We have a Ray Serve application which contains multiple ML models deployed primarily for computer vision application. The individual latencies of the Actors are quite low(~100 ms).
Each image is processed sequentially through some models and in parallel across others, and the results are combined.The web interface sends API requests in batches of 3 images. Each image is first sent to an “analysis” actor, which then dispatches calls to the ML model actors.Initially, latency per request is low. However, after processing around 500–600 images, we observe a consistent pattern:Each ML actor shows increasing queue wait times.End-to-end latency grows significantly.Eventually, the Serve application stops processing altogether and hangs.We want to identify what could be causing the increasing queue delays and eventual system stall..
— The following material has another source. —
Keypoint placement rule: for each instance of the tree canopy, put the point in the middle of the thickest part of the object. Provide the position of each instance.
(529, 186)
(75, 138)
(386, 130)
One key information is that the listen_for_change tasks keeps building up even after stable deployment. (And there is no autoscaling, we keep the replicas fixed in our development cluster). The pattern is that when the latency grows significantly, the listen_for_change also grows exponentially and the cluster stops responding.
1. Severity of the issue: (select one)
High: Completely blocks me.
2. Environment:
- Ray version: 2.46.0
- Python version: 3.10
- OS:
- Cloud/Infrastructure:
- Other libs/tools (if relevant):
3. What happened vs. what you expected:
- Expected: The requests should not be held in a queue (since the memory usage is also not hitting the maximum (for both the cpu and the gpu)
- Actual: The requests keep waiting and after a point the cluster stops responding.
We can see below that 7350 listen_for_change tasks are created.
This issue inevitable appears after we process around 500-600 frames.